ChatGPT advised me that the LLM training process can be understood as a kind of statistical transformation, or more specifically: pattern modelling, parameterisation of language space and transfer learning substate. I like its detailed descriptions of these metaphors.

  • Pattern modelling is acquiring high-dimensional correlations between tokens across varied contexts.
  • Parameterisation of language space suggests that “the weights encode probabilities across an immense latent space, representing linguistic tendencies rather than actual text.”
  • Transfer learning substrate implies that the model doesn’t store or recite specific documents, but is primed to generate new sequences “in line with the statistical contours of its training.”

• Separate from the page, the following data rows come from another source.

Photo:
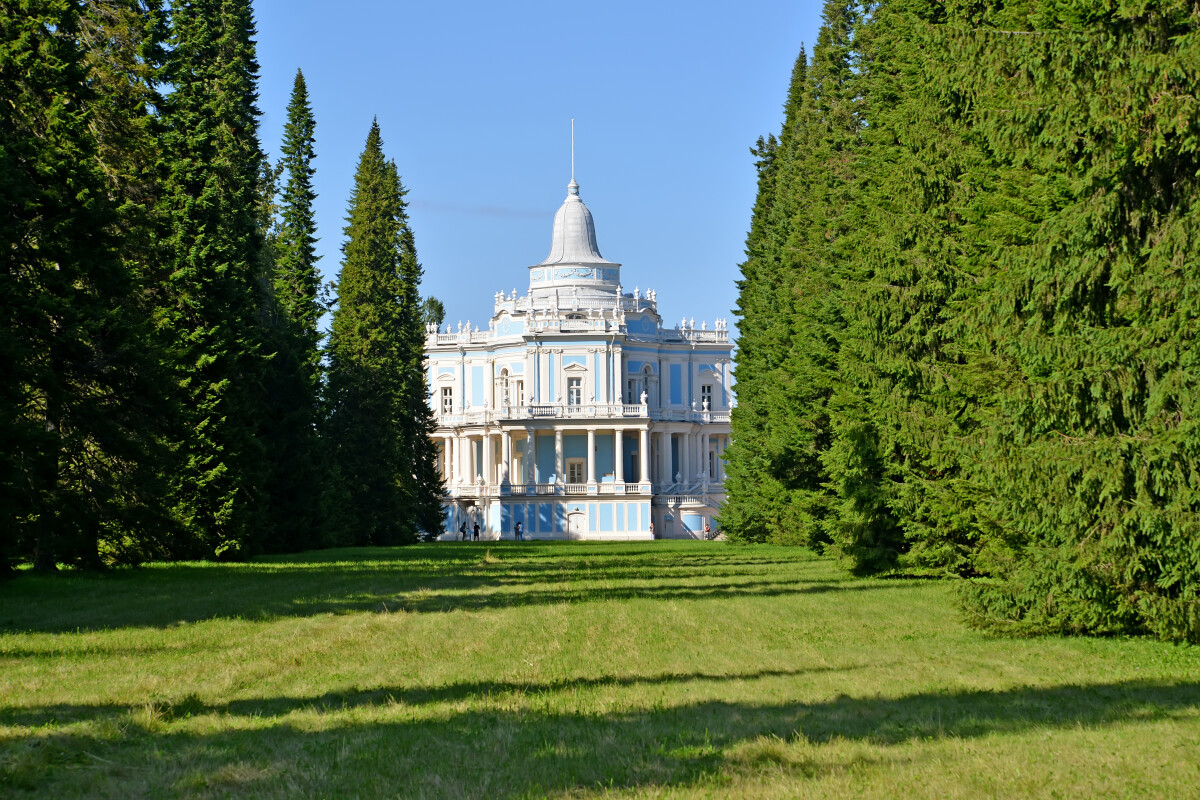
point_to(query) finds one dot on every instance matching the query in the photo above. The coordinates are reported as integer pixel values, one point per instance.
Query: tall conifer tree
(294, 372)
(378, 415)
(297, 280)
(73, 352)
(214, 289)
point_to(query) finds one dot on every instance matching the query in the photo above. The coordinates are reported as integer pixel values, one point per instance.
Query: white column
(558, 456)
(685, 457)
(505, 455)
(528, 477)
(618, 456)
(489, 479)
(455, 458)
(643, 455)
(592, 456)
(664, 457)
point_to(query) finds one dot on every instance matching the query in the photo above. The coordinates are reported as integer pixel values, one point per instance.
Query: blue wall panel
(545, 458)
(604, 455)
(575, 445)
(477, 386)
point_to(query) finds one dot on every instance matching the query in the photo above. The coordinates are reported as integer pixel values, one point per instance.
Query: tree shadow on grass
(509, 751)
(357, 581)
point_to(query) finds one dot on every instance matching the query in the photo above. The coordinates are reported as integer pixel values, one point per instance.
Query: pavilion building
(576, 413)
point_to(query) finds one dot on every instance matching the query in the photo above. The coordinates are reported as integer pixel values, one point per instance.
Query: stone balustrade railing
(575, 411)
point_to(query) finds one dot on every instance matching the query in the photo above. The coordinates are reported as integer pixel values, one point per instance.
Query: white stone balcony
(576, 411)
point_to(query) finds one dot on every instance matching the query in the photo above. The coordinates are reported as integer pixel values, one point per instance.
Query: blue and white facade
(576, 413)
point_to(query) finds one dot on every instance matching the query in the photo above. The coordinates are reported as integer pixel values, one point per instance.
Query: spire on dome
(575, 234)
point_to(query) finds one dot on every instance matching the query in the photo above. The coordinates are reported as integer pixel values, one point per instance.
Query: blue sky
(475, 100)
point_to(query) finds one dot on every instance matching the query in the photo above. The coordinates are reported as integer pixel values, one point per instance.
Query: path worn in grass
(510, 671)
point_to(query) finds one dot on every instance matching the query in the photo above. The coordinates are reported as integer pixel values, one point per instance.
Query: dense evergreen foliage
(378, 415)
(77, 440)
(160, 355)
(984, 221)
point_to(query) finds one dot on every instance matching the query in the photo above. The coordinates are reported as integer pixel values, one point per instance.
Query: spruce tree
(297, 280)
(76, 471)
(213, 299)
(292, 337)
(378, 414)
(1092, 451)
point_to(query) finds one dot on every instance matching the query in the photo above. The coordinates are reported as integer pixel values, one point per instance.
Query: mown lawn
(659, 669)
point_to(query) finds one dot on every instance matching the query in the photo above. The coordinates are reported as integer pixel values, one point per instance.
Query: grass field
(659, 669)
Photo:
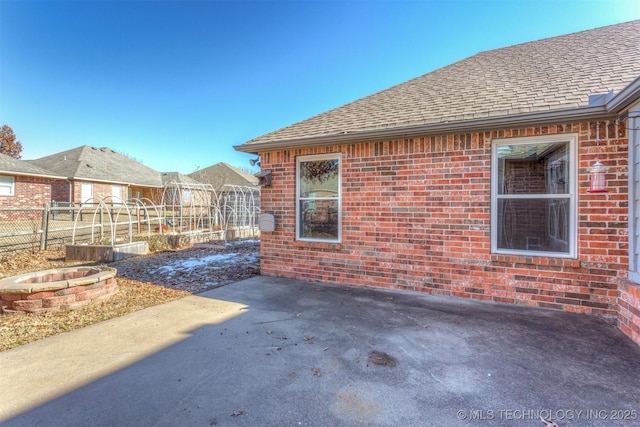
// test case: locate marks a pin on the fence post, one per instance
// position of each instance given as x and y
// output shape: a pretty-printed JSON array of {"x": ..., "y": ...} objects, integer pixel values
[{"x": 45, "y": 227}]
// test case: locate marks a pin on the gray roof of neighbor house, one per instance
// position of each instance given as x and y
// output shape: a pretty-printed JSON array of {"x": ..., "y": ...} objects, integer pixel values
[
  {"x": 539, "y": 82},
  {"x": 176, "y": 178},
  {"x": 99, "y": 165},
  {"x": 222, "y": 173},
  {"x": 15, "y": 167}
]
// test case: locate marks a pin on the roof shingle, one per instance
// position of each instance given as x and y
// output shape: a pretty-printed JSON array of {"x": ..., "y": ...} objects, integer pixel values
[
  {"x": 557, "y": 73},
  {"x": 99, "y": 164}
]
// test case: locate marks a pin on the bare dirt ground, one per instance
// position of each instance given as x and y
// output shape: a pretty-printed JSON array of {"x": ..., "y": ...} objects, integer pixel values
[{"x": 143, "y": 282}]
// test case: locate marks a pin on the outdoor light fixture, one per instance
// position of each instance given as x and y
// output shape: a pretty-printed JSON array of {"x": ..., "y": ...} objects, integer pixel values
[{"x": 597, "y": 178}]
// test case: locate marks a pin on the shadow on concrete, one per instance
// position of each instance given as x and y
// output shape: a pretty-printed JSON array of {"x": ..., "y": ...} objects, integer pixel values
[{"x": 305, "y": 354}]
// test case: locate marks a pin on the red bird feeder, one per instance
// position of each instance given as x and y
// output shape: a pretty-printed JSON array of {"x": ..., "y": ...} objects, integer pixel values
[{"x": 598, "y": 178}]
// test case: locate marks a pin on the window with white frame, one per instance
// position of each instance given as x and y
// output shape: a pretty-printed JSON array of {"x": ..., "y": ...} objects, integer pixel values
[
  {"x": 533, "y": 203},
  {"x": 318, "y": 209},
  {"x": 7, "y": 185}
]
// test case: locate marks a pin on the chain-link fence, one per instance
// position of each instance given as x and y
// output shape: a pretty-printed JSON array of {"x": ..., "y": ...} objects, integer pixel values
[{"x": 40, "y": 228}]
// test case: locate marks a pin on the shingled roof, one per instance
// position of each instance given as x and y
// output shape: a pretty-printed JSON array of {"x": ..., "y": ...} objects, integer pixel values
[
  {"x": 15, "y": 167},
  {"x": 99, "y": 165},
  {"x": 221, "y": 174},
  {"x": 176, "y": 178},
  {"x": 537, "y": 81}
]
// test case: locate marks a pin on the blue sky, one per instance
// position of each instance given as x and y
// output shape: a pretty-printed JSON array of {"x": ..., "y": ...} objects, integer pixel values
[{"x": 176, "y": 84}]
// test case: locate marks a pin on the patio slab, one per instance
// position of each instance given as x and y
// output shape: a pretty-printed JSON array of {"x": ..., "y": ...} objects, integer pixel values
[{"x": 278, "y": 352}]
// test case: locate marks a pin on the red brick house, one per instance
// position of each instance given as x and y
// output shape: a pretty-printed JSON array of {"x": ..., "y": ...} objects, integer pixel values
[
  {"x": 474, "y": 181},
  {"x": 23, "y": 184},
  {"x": 97, "y": 173}
]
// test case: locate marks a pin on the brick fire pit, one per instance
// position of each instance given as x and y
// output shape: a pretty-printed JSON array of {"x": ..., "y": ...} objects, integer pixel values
[{"x": 60, "y": 288}]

The chatbot elaborated further that LLMs are “functionally adaptive systems,” not archives, and certainly not a verbatim corpus of its training set: “The training set acts more like a field of influence than a storehouse.” Such a framing feeds into discussions about intellectual property. At least it cannot be said that LLMs distribute their source material to users of their AI systems.

Generative flexibility

The chatbot then suggested some alternative metaphors, such as mining that restructures the terrain, or cultivation, as if the soil is the training data and the model emerges as a plant. It also suggested crystallisation: “From a supersaturated solution (training data), structure emerges — selective, ordered, yet dependent on diffuse prior matter.”

The AI seemed to approve of my initial prompt on the subject: “Calling LLM training a radical transformation is apt. It’s not a distillation, but a statistical re-encoding — one that privileges generative flexibility over mnemonic fidelity.”

Bibliography

  • Franceschelli, Giorgio, Claudia Cevenini, and Mirco Musolesi. 2024. Training Foundation Models as Data Compression: On Information, Model Weights and Copyright Law. arXiv.

Note

  • Featured image is from ChatGPT: Please generate an image of a defunct glass lab distilling apparatus … show similar but with a spiral condenser and a Bunsen burner. Show liquid in the glass tubes.
  • According to ChatGPT, my “reference to ‘readers’ focus’ overstates the intention of the model; transformers do not model human attention directly. Rather, they use a mathematically-defined attention mechanism that weighs the relevance of each token to others in the context window.”